Orexin modulation of ventral tegmental area dopamine neurons Baimel, Corey


Dopamine neurons in the ventral tegmental area (VTA) are critically involved in the expression of motivated behaviour. The activity of dopamine neurons is regulated by intrinsic conductances and by synaptic inputs, both of which are subject to neuromodulatory influences. This thesis explores how orexin signalling alters the synaptic regulation and the activity of VTA dopamine neurons. Chapter 1 describes a role for dopamine in motivated behaviour and highlights how drugs of abuse alter synaptic transmission in the mesocorticolimbic dopamine system to drive compulsive reward seeking. Moreover, it outlines how lateral hypothalamic orexin projections to the VTA alter synaptic transmission onto dopamine neurons to promote motivated behaviour. Chapter 2 examines how orexin signalling gates morphine-induced synaptic plasticity in the VTA. We demonstrate that inhibiting orexin receptor signalling in the VTA blocks morphine-induced increases and decreases in the strength of excitatory and inhibitory synaptic transmission respectively. Orexin neurons coexpress the inhibitory peptide dynorphin and the two are likely coreleased. In chapter 3 we demonstrate that orexin and dynorphin modulate the activity of dopamine neurons in a projection-target specific manner.

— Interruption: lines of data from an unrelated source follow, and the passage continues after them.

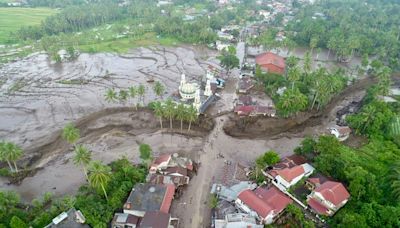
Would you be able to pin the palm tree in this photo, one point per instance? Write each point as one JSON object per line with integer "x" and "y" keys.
{"x": 141, "y": 92}
{"x": 181, "y": 113}
{"x": 10, "y": 152}
{"x": 70, "y": 133}
{"x": 169, "y": 111}
{"x": 123, "y": 95}
{"x": 159, "y": 111}
{"x": 158, "y": 89}
{"x": 99, "y": 176}
{"x": 82, "y": 157}
{"x": 191, "y": 116}
{"x": 110, "y": 95}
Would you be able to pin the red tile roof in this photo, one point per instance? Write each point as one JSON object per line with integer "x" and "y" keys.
{"x": 264, "y": 201}
{"x": 271, "y": 61}
{"x": 249, "y": 198}
{"x": 274, "y": 198}
{"x": 291, "y": 173}
{"x": 333, "y": 192}
{"x": 169, "y": 195}
{"x": 317, "y": 207}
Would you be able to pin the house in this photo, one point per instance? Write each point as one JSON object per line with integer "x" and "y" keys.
{"x": 71, "y": 219}
{"x": 287, "y": 177}
{"x": 149, "y": 197}
{"x": 122, "y": 220}
{"x": 328, "y": 198}
{"x": 168, "y": 179}
{"x": 271, "y": 63}
{"x": 265, "y": 204}
{"x": 245, "y": 84}
{"x": 341, "y": 133}
{"x": 237, "y": 220}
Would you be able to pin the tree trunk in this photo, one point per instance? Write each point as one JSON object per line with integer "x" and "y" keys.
{"x": 181, "y": 124}
{"x": 190, "y": 124}
{"x": 161, "y": 122}
{"x": 9, "y": 165}
{"x": 105, "y": 193}
{"x": 85, "y": 171}
{"x": 16, "y": 167}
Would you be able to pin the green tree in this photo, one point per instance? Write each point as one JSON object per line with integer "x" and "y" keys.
{"x": 99, "y": 176}
{"x": 291, "y": 102}
{"x": 145, "y": 153}
{"x": 158, "y": 89}
{"x": 70, "y": 133}
{"x": 228, "y": 59}
{"x": 141, "y": 92}
{"x": 16, "y": 222}
{"x": 181, "y": 113}
{"x": 82, "y": 157}
{"x": 159, "y": 111}
{"x": 170, "y": 111}
{"x": 110, "y": 95}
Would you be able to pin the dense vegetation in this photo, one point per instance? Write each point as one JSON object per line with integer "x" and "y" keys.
{"x": 371, "y": 172}
{"x": 351, "y": 27}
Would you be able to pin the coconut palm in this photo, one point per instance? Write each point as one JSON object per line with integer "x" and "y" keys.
{"x": 141, "y": 92}
{"x": 191, "y": 116}
{"x": 99, "y": 176}
{"x": 82, "y": 157}
{"x": 133, "y": 91}
{"x": 159, "y": 111}
{"x": 159, "y": 89}
{"x": 169, "y": 110}
{"x": 123, "y": 95}
{"x": 110, "y": 95}
{"x": 181, "y": 113}
{"x": 10, "y": 152}
{"x": 70, "y": 133}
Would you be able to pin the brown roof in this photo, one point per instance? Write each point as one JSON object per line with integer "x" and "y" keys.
{"x": 155, "y": 219}
{"x": 333, "y": 192}
{"x": 264, "y": 201}
{"x": 291, "y": 173}
{"x": 270, "y": 58}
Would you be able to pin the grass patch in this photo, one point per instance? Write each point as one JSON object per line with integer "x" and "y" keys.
{"x": 13, "y": 18}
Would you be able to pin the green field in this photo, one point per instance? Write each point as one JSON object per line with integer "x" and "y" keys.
{"x": 11, "y": 19}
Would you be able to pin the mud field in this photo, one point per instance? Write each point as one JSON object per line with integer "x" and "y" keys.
{"x": 37, "y": 98}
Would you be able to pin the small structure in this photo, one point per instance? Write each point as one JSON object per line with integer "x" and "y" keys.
{"x": 149, "y": 197}
{"x": 230, "y": 194}
{"x": 122, "y": 220}
{"x": 265, "y": 204}
{"x": 287, "y": 177}
{"x": 341, "y": 133}
{"x": 271, "y": 63}
{"x": 245, "y": 84}
{"x": 155, "y": 219}
{"x": 168, "y": 179}
{"x": 328, "y": 198}
{"x": 237, "y": 220}
{"x": 71, "y": 219}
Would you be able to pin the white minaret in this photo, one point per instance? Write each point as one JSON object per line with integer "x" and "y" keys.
{"x": 197, "y": 101}
{"x": 208, "y": 91}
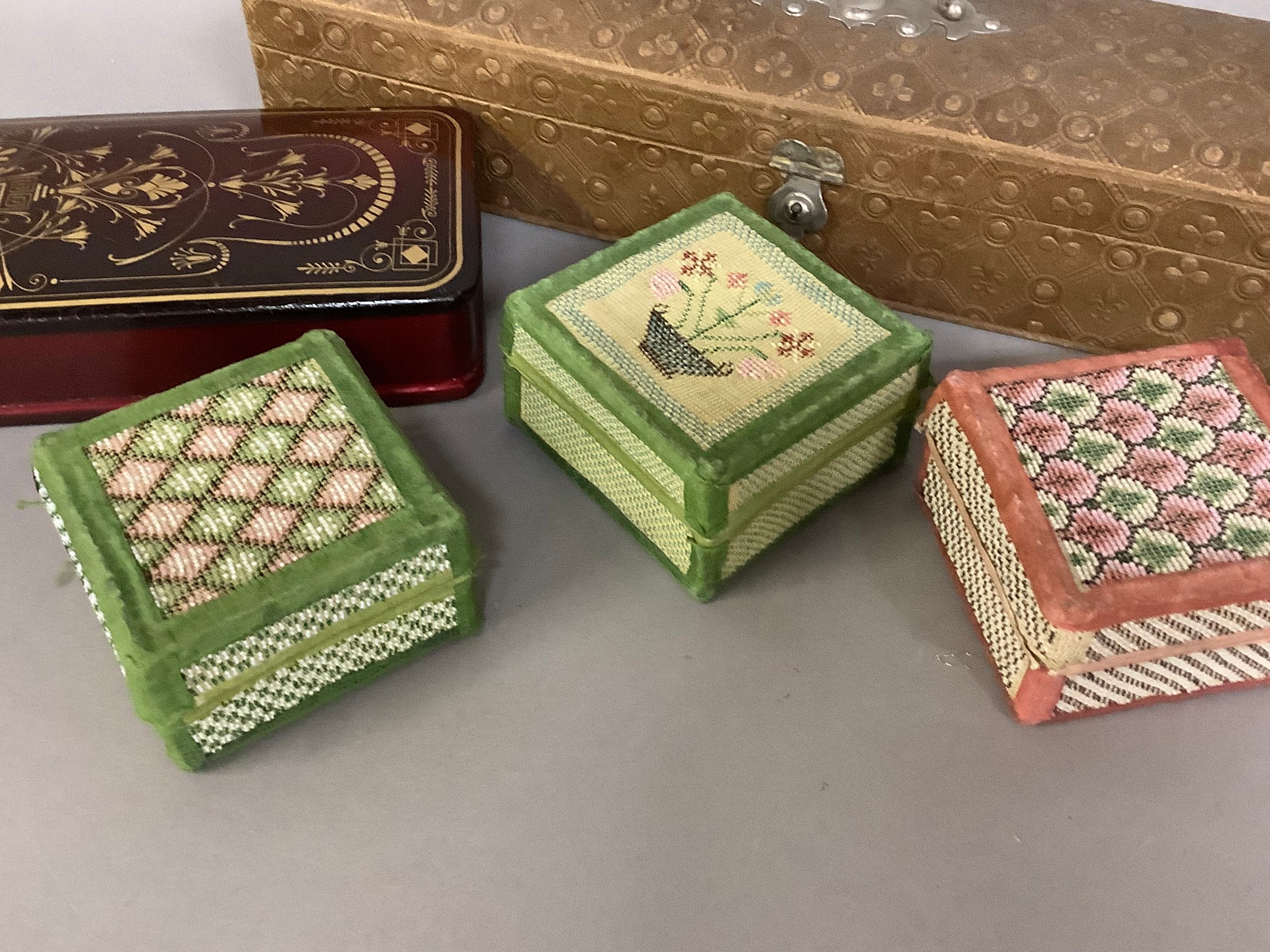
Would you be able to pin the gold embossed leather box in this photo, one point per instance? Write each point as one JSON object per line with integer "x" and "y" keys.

Orexin preferentially increased the output of dopamine neurons that project to the lateral shell of the nucleus accumbens (NAc), while dynorphin was more effective at inhibiting the activity of dopamine neurons that project to the basolateral amygdala (BLA). Chapter 4 discusses the strength and weaknesses of these experiments and proposes future research to further enhance our understanding of orexin modulation of VTA dopamine neurons.